CERTAINS diront qu’il ne s’agit pas de théâtre, qu’il n’y a pas de mise en scène. Renvoyons-les à la forme du roman de l’Américain Russell Banks « De beaux lendemains ». Dans ce livre, quatre voix se succèdent qui disent l’affreuse réalité d’après la catastrophe. Un bus scolaire a dérapé, est tombé dans une sablière gelée, des enfants sont morts. Parlent la conductrice, le père de jumeaux tués dans l’accident, l’avocat intéressé par l’affaire, une jeune survivante qui ne pourra plus jamais marcher.
Sans doute vous souvenez-vous du film du Canadien Atom Egoyan, grand prix à Cannes en 1997. Russell Banks lui-même y jouait ainsi que l’une de ses quatre filles. Évidemment, le cinéma permet une transposition plus ample. Emmanuel Meirieu, lui, a choisi d’être fidèle à la structure même du roman. Il a conservé les quatre voix, simplement il a allégé les partitions. Il a introduit de la musique et du chant : au piano, Raphaël Chambouvet, qui a composé la partition, accompagne, à l’arrière-scène, la représentation. À un moment, très puissant moment, surgit un guitariste qui chante en anglais, très bien, une très belle chanson. Il s’agit de Stéphane Balmino, qui représente le personnage de Kyle Lamston. À un autre moment, éblouissant et déchirant, c’est Nicole, la survivante, qu’interprète magnifiquement Judith Chemla, qui chante. On atteint un moment sublime.
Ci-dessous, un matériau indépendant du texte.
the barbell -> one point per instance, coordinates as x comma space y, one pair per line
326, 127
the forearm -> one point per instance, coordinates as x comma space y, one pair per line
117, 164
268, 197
Évidemment, on dira que c’est de l’émotion facile. Mais non. Il y a dans ce spectacle une rigueur, une sévérité, une retenue. Les lumières de Seymour Laval, qui signe également la scénographie (un sol gelé), les micros qui instaurent une distance, comme si tous ces gens étaient des fantômes, dans une nuit de brouillard et de givre, tout donne une densité dramatique à la représentation.
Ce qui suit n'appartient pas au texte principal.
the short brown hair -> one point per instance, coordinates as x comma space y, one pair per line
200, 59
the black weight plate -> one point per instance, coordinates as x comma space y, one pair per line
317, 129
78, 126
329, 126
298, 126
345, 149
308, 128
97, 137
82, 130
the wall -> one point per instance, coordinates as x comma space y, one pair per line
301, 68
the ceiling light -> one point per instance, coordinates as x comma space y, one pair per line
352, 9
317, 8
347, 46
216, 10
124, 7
Catherine Hiegel, Dolorès Driscoll, la conductrice du bus, saisit le public. La première apparition est âpre, terrible ; elle revient à la fin, dans l’apaisement et le chagrin profond, auprès de Nicole Burnell. Carlo Brandt est prodigieux. Il est Billy Ansel, vétéran du Vietnam, un père contradictoire, blessé mais combattant, sachant ses faiblesses. Quel grand interprète ! Redjep Mitrovitsa est Mitchell Stephens, l’avocat au barreau de New York, bien intéressé par l’affaire. Retenue, sobriété, l’interprète impressionne. Quant à Judith Chemla, seule à avoir participé à la création, l’an dernier, et qui était déjà bouleversante, elle propose, en un long moment tout en nuances contradictoires, colère retenue, désespoir, vitalité, intelligence, une incarnation fascinante de cette adolescente aux jambes mortes.
Il y a là tous les thèmes qui obsèdent l’écrivain américain l’impossible paternité, la cruauté des adultes vis-à-vis des enfants, jusqu’à l’abus sexuel… Présent le soir de la générale, soulignant que c’était la première fois au monde qu’un de ses textes était adapté au théâtre, Russell Banks a loué la force de cette transposition, l’intelligence d’Emmanuel Meirieu et la fascinante et bouleversante interprétation des comédiens.
Théâtre des Bouffes-du-Nord (tél. 01.46.07.34.50, www.bouffesdunord.com), du mardi au samedi à 21 heures, matinée le samedi à 15 h 30 et dimanche 26 juin (dernière). Durée : 1 h 45. Le texte de Russell Banks est publié, comme toute son œuvre, aux éditions Actes Sud.